January 1965, a new year and a new line up for the Bo Street Runners.
The two new band members were experienced musicians and well known on the London jazz scene. Royston 'Fingers' Fry on a Vox Continental keyboard and Glyn Thomas on drums. The introduction of these seasoned professionals had a profound effect on the band's style.
The original, MkII, version of the group had established a blues style that was straightforward, fairly basic, with little in the way of arrangements or clever harmonies. Now, Roy as a trained musician , was to raise the musicality of the band with more interesting song structures and more sophisticated chordings. The blues based programme was being extended with the introduction of more jazzy, soulful numbers including Jimmy Smith instrumentals..
Under Roy's direction the group entered a period of concentrated rehearsal to learn the new programme.
Whether this change in style was beneficial or not is open to debate. The band was still riding on their Ready Steady Win legacy and still playing in dance halls all over the country where the teenage audiences came to see and hear the group that they remembered from the TV show; not necessarily the cooler, jazzy outfit that the Runners were becoming.
By this time the dust had settled on the release of the first single and the boys were under pressure from their publisher, Keith Prowse Music, to come up with a follow up disk. Another change that had happened since the failure of 'I'm a Bo Street Runner' to chart was that Decca had 'sold' the group to Columbia Records.

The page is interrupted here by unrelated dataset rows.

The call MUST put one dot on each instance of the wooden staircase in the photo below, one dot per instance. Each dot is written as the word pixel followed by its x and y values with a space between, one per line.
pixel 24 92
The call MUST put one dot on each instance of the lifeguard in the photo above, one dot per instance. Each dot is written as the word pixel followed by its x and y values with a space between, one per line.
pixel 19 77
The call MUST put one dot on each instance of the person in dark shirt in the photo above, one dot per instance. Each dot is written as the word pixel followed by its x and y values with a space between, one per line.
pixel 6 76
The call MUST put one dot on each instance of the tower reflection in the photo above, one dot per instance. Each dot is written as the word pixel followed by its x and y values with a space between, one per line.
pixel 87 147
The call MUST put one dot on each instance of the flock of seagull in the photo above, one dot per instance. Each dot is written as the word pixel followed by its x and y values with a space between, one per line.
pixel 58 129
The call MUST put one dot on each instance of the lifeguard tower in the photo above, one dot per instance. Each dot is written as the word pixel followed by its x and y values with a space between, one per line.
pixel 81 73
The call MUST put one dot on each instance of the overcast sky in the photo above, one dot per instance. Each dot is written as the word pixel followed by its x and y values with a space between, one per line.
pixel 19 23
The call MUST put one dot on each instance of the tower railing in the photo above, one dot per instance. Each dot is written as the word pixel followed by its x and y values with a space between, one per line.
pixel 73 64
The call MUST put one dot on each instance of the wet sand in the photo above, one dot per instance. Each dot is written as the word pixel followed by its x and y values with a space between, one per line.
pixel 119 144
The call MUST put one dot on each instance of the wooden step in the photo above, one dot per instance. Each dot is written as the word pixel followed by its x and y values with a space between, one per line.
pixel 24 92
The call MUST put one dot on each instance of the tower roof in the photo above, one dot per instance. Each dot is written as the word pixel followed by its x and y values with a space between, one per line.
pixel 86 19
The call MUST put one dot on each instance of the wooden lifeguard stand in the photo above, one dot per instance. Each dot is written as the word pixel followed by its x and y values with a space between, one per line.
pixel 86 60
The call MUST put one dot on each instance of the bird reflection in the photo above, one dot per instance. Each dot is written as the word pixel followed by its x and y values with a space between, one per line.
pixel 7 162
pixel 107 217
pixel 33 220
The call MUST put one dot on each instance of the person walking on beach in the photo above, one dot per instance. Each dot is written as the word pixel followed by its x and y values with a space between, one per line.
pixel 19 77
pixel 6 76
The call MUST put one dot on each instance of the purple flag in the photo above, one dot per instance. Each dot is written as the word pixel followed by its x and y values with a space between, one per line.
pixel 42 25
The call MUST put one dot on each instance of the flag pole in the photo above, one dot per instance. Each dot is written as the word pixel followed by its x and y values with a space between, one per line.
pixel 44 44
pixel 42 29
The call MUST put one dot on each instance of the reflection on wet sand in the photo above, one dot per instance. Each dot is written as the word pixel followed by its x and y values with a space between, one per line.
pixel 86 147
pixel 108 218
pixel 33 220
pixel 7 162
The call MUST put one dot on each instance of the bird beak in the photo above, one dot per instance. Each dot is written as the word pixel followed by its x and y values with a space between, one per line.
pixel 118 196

A style of music that was beginning to float across the Atlantic at this time was 'Soul' and although it had yet to make much impact on the record buying public it was attracting the interest of British bands; the prime example being that of Georgie Fame and he Blue Flames. One of the prime movers in this 'new' music was James Brown and it just so happened that the 'Runners' publisher, KPM, held the copyright to all of his material. It seemed an obvious step then to choose two James Brown numbers for the second single release; these were to be 'Tell me What You Gonna Do' and 'I Do Just What I Want'.
To enable them to record a more authentic soul sound a sixth member was recruited into the group; virtuoso saxophonist Dave Quincy, another established player on the London modern jazz scene.,
So back into the studio, with Columbia Records' producer Micky Most at the controls, the second single was laid down towards the end of January 1965. The event was not a happy one for the group as the producer had decided to hire several session musicians, including the legendary guitarist Jim Sullivan who recorded a spectacular solo on the A-side. Undeniably slick and professional the resulting record is not recognisably 'Bo Street Runners' compared to the first single with even singer John Dominic's voice having undergone a radical change of timbre!
'Tell Me What You Gonna Do' was released in February to a luke warm reception from the media and largely ignored by the public.
In retrospect it would seem to have been a mistake for the group and its managagement to have chosen such a radical change in musical direction and put out a disk that was so out of step with current trends.